What can I say - you need to look for more competent gynecologists. For some reason, many doctors do not consider smoking a contraindication for taking estrogen-containing hormonal drugs. And they either turn a blind eye to patients' bad habits or are not interested in whether they smoke. Meanwhile, according to the WHO document, if a woman is over 35 years old and smokes more than 15 cigarettes a day, combined methods of contraception containing estrogen are contraindicated for her! These include oral contraceptives, patches, injections, and vaginal rings.

Are Condoms the only Contraceptive for Women Who Smoke?

barrier contraception

Not necessary. For women aged 35+ who smoke, progestin oral contraceptives (mini-pill) are suitable. It would be best if you took them every day at the same time. If you are at least 3 hours late, you may need to use additional barrier contraception methods, such as a condom.

Another method of contraception is intrauterine devices, including hormonal. Some women are wary of spirals. They fear heavy menstrual bleeding, inflammation, prolapse, or ingrowth of the intrauterine system. Their fears are only partly justified. For example, metal coils create additional risks for developing iron deficiency anemia due to heavy menstrual bleeding.

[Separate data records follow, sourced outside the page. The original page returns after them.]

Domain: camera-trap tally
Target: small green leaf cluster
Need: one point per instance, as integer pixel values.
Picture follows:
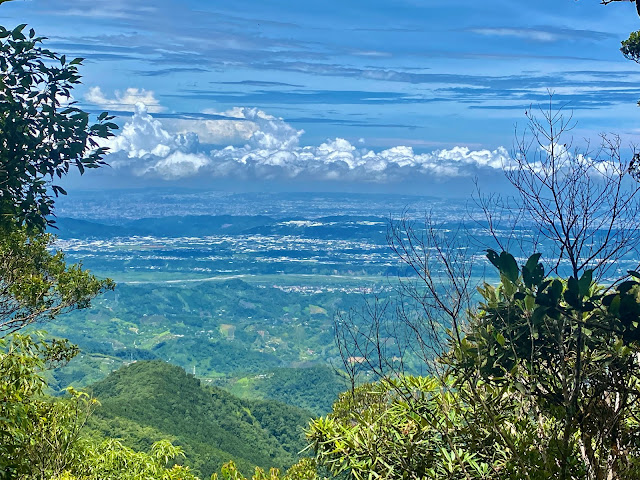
(37, 285)
(44, 134)
(543, 384)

Intrauterine systems of a new generation, hormonal IUD systems, are prescribed, among other things, for the relief of copious secretions during menstruation. They do not cause headaches, or high blood pressure, do not affect libido, and can be used during breastfeeding. The only thing is that there are sometimes spotting in the first months after installation. But you should not be afraid of this - the body adapts to the spiral.

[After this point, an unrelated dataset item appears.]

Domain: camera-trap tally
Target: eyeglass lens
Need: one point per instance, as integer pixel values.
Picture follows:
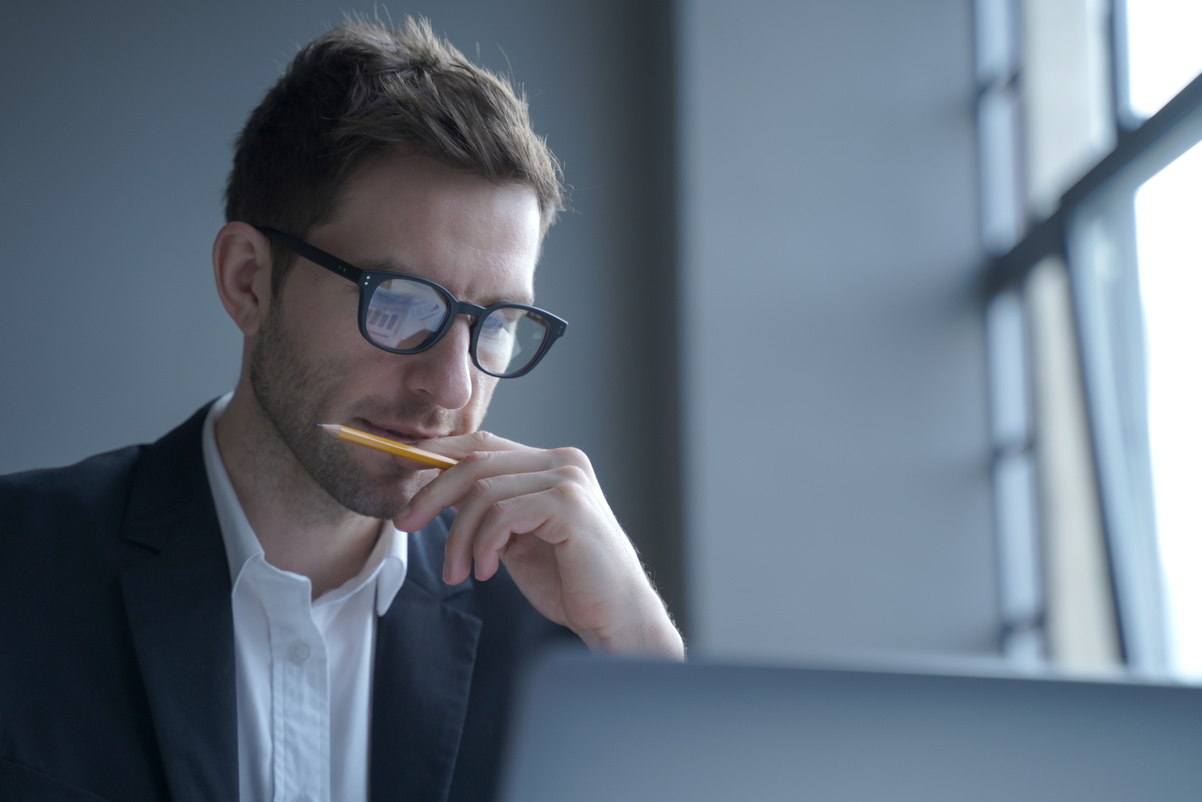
(404, 315)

'I heard that there are some hormone implants. What are they, and are they suitable for smokers?'

Hormone implants are another tool from the worry-free contraception series. They protect against unwanted pregnancy for up to 3 years and are suitable for women who smoke.

Implants are inserted under the skin of the inner surface of the shoulder (if you are right-handed, then in your left hand, if you are left-handed, then in your right). Initially, there may be side effects: weight gain, headaches, and soreness of the mammary glands. However, they usually disappear afterward.

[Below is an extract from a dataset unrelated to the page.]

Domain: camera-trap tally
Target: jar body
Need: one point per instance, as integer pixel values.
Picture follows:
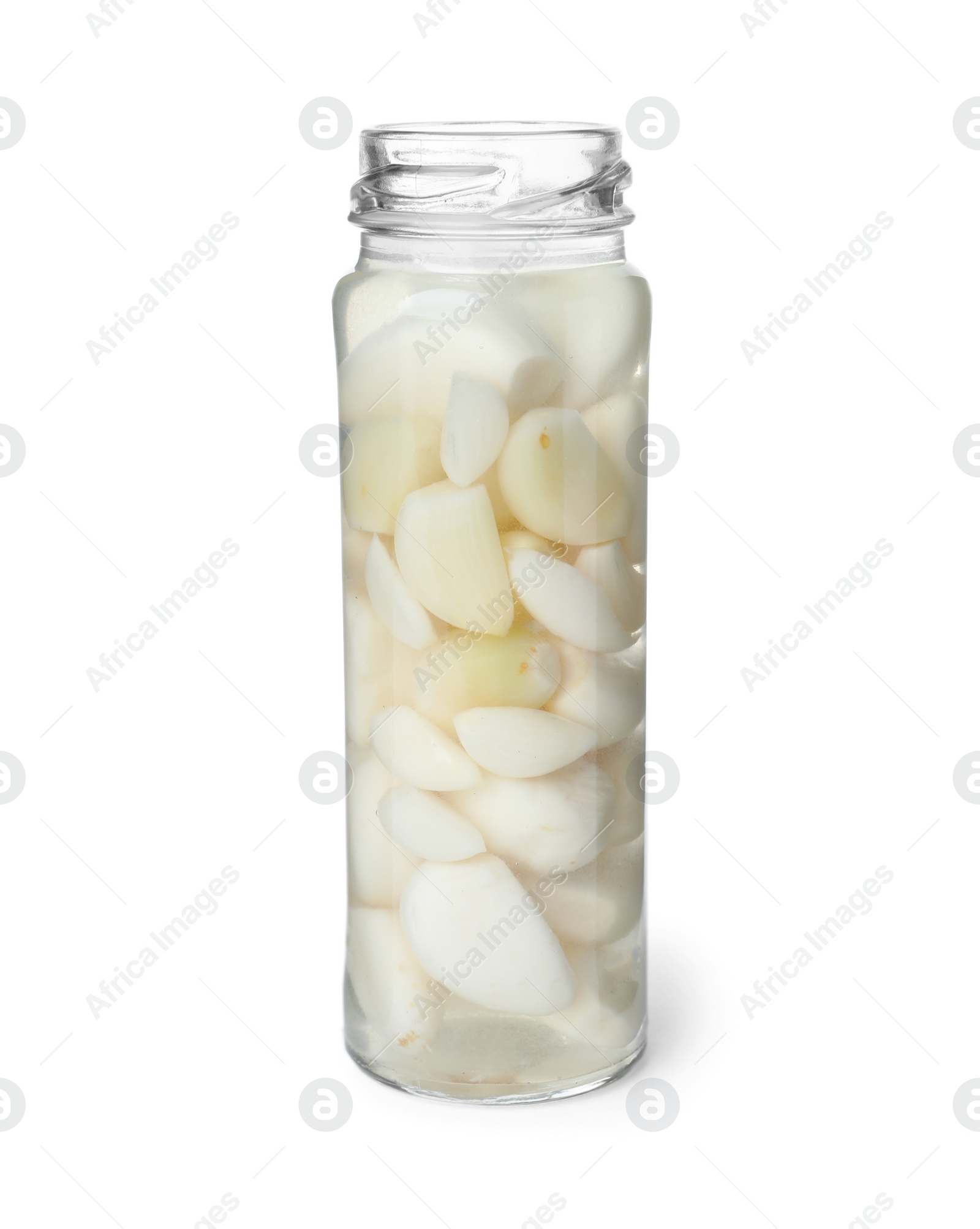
(494, 625)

'How to understand that the gynecologist is qualified and has prescribed a contraceptive according to all the rules?''

You are right in your reasoning - a doctor and only an obstetrician-gynecologist should select hormonal implants, intrauterine systems, and oral contraceptives! You can not buy them on the advice of a friend or a pharmacist in a pharmacy. A qualified specialist will clarify your age and number of pregnancies (childbirth, miscarriages, abortions) and ask questions about the regularity, pain, and duration of menstruation, abundant discharge, and the presence of chronic diseases, lifestyle, and bad habits. It will allow you to choose the right protection method for you and will not harm your fertility until you decide to have kids.